O último álbum "MITH" editado em 2018 é já o resultado desse reconhecimento, um manifesto visionário produzido por Richard Swift e registado ao longo de cinco anos em várias cidades americanas como a natalícia Atlanta, Nova Iorque ou Cottage Grove mas também o Porto, sim, o Porto, onde esteve em 2016 como convidado do Fórum do Futuro no Rivoli e onde passou alguns tempos em estúdio na companhia do trombonista Dave Nelson e do baterista Marlon Patton - o duo de jazz Nelson Patton.
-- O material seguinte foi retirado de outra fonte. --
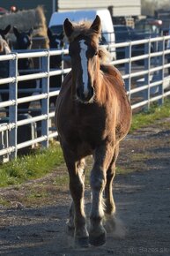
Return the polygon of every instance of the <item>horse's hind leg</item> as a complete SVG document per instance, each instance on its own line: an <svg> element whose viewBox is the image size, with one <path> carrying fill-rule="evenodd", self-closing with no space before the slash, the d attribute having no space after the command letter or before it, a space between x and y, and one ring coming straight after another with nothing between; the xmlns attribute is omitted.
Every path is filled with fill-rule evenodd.
<svg viewBox="0 0 170 256"><path fill-rule="evenodd" d="M88 231L84 210L85 184L84 177L82 177L83 164L81 161L73 161L74 156L72 154L68 154L63 150L63 154L69 169L70 191L74 202L75 243L81 247L86 247L88 246Z"/></svg>
<svg viewBox="0 0 170 256"><path fill-rule="evenodd" d="M113 147L102 146L95 151L94 165L91 173L92 203L91 210L91 229L89 242L99 246L106 243L106 230L103 227L103 192L107 182L107 169L113 157Z"/></svg>
<svg viewBox="0 0 170 256"><path fill-rule="evenodd" d="M119 154L119 145L115 148L111 163L107 170L107 184L105 187L105 221L107 231L115 230L115 204L113 197L113 180L115 176L115 162Z"/></svg>

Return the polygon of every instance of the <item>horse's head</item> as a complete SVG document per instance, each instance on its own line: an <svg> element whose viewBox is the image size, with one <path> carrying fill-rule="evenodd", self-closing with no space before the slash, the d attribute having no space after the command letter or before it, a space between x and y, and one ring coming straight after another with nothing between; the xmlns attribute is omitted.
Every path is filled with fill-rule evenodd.
<svg viewBox="0 0 170 256"><path fill-rule="evenodd" d="M99 39L101 22L99 16L92 25L73 25L65 19L64 32L70 42L73 93L84 103L92 102L95 94L95 80L100 71Z"/></svg>
<svg viewBox="0 0 170 256"><path fill-rule="evenodd" d="M18 49L29 49L32 48L32 34L33 28L27 32L19 32L17 27L13 27L13 33L17 37L17 48Z"/></svg>
<svg viewBox="0 0 170 256"><path fill-rule="evenodd" d="M49 39L50 49L61 49L63 47L63 33L53 34L50 28L48 28L48 37Z"/></svg>
<svg viewBox="0 0 170 256"><path fill-rule="evenodd" d="M0 55L6 55L11 53L10 47L6 41L0 35Z"/></svg>
<svg viewBox="0 0 170 256"><path fill-rule="evenodd" d="M3 37L3 39L6 40L6 34L10 32L11 25L8 25L4 29L0 29L0 35Z"/></svg>

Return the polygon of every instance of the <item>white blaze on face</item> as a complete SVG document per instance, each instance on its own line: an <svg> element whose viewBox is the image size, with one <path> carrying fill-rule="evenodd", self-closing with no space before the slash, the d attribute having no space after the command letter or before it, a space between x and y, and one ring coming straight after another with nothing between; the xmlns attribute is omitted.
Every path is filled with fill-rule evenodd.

Foi tão brilhante parelha que o acompanhou na estreia bracarense onde Holley começou ao piano, como que cumprindo o desígnio do evento, mas rapidamente se instalou sentado num género de púlpito central onde se escondia o tal teclado inicial (?). Foi daí que, até ao fim, nos lançou uma impressionante poética de vivência pessoal e de efabulação mitológica contagiante expressa de forma vincada por uma voz quase rouca e trinada que lembra Armstrong, isso mesmo, forte e segura na urgência de mudar o mundo ou conter a destruição ambiental como cantou sofregamente em "I'm A Supect in America" logo a abrir no único momento ao piano de cauda.
Embora alguns dos presentes mostrassem sinais de enfado, a maioria como que se hipnotizou por esse homem-lenda de olhos esbugalhados a profetizar com energia sobre opressão, racismo ou consumismo de fundo instrumental notável, um retrato vivo e distendido da conturbada realidade de um país que nos habituamos a reduzir a um ecrã de televisão mas que ali, na sala magnífica do teatro centenário, se transformou num toque a rebate universal de urgência caducada. Uma perfomance memorável e, acima de tudo, necessária. Acordai!